Ugly. She’s ugly. I stormed out of the classroom as laughter exploded from my peers. Cold blood ran through my veins. I clenched my fists as a boiling pot of anger formed into my chest. That bastard, I sobbed as hot salty tears trickled down my chin. My third inference? He's was a hypocrite. He had no respect for females, he made unwanted advances, and he was cruel. And I tried to forget – but that was my big mistake.
The judge was beautiful. She wore a long black coat which fell to her feet and swayed while she walked. I liked her immediately. Even before she declared me the legal child of Sandra and Will. Even before she let me slam the pew. I liked that judge. As I came up to choose a stuffed animal, I looked at her. “Because I’m adopted,” I said carefully. “Does this mean my brothers and I never get to see our mother again?” I liked her because she didn’t jive me. She didn’t say what everyone else said “Of course, sweetie” or “Baby, I don’t know.” They did know.
“Yes,” she said. “Of course, you’ll see your mother every day. She just adopted you.”

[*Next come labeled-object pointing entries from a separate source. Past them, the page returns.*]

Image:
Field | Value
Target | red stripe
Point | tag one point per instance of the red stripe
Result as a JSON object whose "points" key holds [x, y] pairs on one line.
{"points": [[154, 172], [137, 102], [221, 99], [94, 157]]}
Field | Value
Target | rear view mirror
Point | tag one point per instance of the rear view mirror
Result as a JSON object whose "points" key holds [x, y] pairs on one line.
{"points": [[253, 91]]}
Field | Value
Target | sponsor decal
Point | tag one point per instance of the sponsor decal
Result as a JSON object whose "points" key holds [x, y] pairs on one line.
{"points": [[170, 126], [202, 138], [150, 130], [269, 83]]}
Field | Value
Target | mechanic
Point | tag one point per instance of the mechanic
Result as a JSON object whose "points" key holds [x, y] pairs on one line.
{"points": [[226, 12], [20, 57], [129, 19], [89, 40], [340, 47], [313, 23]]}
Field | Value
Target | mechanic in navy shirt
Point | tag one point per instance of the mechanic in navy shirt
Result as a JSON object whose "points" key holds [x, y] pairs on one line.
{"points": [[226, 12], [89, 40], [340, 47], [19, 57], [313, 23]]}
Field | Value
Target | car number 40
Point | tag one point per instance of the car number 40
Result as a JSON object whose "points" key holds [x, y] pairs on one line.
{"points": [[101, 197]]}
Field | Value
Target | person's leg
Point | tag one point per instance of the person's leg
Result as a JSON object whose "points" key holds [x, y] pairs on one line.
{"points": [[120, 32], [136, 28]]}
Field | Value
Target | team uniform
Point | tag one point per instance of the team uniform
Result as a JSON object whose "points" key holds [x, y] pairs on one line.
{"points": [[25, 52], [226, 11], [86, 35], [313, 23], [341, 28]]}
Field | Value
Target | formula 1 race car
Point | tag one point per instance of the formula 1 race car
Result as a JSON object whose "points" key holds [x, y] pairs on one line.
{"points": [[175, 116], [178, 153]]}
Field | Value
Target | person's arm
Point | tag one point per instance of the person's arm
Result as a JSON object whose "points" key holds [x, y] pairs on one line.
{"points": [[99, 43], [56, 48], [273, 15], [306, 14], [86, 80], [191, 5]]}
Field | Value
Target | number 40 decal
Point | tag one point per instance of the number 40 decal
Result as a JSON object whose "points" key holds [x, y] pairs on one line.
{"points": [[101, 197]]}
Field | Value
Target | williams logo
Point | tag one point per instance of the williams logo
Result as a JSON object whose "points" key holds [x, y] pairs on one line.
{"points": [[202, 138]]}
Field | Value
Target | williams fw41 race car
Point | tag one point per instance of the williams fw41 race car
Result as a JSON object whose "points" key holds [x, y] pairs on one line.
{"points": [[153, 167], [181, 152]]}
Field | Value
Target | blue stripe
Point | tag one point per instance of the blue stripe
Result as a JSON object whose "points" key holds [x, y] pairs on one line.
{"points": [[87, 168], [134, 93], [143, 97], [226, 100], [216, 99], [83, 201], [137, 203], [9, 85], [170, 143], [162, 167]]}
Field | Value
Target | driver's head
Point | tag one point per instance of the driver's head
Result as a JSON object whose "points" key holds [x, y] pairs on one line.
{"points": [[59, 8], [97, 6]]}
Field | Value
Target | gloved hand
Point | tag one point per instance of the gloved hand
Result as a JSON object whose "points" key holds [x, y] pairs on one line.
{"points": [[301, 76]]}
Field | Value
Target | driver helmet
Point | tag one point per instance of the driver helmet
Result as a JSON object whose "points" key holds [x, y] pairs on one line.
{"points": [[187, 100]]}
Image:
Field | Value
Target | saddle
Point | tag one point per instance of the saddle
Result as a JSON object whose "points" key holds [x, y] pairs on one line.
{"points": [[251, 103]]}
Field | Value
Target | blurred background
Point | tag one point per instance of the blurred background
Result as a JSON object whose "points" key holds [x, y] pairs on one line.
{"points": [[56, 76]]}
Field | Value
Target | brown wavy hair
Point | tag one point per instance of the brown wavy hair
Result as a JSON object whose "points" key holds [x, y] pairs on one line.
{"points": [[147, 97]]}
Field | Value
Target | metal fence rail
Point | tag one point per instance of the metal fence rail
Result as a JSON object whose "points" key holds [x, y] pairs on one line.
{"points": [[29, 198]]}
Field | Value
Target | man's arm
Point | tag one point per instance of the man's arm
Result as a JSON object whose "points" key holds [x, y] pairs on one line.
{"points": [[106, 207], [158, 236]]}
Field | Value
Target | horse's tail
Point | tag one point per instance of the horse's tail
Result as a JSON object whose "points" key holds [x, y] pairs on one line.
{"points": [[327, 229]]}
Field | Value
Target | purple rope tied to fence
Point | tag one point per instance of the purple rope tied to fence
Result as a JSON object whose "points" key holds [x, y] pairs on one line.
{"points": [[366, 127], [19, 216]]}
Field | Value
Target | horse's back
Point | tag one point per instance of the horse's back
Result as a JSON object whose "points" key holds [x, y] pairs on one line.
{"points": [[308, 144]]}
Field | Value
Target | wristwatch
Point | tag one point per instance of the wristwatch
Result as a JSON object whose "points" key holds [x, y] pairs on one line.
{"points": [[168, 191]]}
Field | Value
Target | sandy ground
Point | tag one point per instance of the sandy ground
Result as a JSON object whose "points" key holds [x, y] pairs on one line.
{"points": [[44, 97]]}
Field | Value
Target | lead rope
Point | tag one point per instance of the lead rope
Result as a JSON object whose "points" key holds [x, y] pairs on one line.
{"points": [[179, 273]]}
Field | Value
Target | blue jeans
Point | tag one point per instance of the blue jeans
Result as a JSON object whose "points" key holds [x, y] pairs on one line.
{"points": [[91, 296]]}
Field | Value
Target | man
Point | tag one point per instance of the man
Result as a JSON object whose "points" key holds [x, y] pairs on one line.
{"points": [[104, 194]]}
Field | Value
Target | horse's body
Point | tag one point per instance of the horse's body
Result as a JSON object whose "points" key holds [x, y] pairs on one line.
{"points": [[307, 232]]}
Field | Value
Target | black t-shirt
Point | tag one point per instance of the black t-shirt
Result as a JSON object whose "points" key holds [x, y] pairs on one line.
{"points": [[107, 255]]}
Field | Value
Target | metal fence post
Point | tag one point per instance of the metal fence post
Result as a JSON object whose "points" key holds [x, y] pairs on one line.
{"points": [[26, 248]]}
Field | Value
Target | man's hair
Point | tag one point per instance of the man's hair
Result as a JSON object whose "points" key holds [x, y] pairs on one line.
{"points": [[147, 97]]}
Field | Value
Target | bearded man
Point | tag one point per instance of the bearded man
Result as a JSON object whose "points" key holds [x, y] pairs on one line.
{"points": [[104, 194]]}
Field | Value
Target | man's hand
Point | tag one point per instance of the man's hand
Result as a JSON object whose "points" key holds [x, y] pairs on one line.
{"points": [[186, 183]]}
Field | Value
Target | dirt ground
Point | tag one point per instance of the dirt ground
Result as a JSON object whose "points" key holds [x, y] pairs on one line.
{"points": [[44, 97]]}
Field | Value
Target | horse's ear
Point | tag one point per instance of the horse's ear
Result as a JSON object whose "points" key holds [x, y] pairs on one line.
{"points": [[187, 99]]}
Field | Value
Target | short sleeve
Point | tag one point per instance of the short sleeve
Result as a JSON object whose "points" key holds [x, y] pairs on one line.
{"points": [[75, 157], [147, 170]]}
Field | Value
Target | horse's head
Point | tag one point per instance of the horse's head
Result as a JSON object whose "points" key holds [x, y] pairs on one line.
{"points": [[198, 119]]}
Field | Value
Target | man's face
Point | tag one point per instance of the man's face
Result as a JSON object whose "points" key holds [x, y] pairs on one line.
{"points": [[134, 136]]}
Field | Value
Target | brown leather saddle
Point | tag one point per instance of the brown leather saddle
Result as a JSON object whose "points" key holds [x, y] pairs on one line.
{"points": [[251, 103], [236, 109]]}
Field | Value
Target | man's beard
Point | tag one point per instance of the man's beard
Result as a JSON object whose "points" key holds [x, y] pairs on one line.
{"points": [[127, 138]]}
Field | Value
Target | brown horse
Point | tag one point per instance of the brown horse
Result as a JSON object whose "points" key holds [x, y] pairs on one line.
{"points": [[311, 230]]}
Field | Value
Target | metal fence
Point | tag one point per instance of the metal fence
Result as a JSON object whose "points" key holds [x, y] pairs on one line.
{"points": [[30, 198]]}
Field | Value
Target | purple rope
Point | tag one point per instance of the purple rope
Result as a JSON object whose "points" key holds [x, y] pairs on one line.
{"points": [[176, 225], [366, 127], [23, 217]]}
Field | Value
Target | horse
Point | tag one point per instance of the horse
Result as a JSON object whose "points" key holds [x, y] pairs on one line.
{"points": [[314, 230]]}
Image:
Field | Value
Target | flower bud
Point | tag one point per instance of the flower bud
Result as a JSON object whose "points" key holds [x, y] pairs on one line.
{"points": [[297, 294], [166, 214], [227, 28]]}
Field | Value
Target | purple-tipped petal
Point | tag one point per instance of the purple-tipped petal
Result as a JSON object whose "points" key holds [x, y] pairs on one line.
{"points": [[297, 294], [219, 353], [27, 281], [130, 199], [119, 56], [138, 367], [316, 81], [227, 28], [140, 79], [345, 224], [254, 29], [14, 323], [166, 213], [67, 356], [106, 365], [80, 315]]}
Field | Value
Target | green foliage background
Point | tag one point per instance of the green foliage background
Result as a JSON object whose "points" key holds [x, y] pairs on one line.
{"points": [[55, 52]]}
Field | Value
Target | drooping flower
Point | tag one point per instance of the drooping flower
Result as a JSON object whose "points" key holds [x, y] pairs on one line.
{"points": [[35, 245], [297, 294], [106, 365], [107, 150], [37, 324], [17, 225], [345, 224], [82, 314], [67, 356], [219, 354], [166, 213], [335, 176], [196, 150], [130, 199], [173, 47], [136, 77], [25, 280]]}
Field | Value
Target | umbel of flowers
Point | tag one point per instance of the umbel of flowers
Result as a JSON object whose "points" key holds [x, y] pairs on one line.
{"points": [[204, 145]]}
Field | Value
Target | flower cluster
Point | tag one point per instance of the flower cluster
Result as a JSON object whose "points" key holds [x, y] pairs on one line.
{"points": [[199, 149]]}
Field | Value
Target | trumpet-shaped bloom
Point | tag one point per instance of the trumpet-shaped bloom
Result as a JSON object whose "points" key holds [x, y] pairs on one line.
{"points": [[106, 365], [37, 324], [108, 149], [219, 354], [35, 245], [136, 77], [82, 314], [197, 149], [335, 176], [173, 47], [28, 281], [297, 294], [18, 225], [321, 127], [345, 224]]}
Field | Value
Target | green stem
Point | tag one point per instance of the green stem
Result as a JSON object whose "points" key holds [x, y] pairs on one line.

I opened my mouth to protest - to tell her that’s not my mother. But I stopped. Ever since the adoption, I tried to love my parents and to fit in with the new family. I tried to forget 6 years of foster care was caused by drug-addicted parents. I tried to forget foster care got me out abused and molested. I tried to forget that boy deeply wounded me. But, you know what? I can’t forget and I won’t forget.
There is a raging fire in all of us. A story, longing to escape, that needs to be told. I have let out my fire, but instead of withering – it has erupted in a series of powerful flames. Each flame is a memory, embedding a permanent lesson or obstacle I have overcome. The more I remember - the more I strive for triumph. One day I hope to meet my biological mother. I'll be in a cap and a gown, and I'll have a diploma in my hands. When I turn 18, I'll able to request to meet her, and that's when I'll have graduated. Until then, I thank those genius words from Maya Angelou's I know Why the Caged Bird Sings: "There is no greater agony than bearing an untold story inside of you." And Maya - there is no greater triumph than releasing it.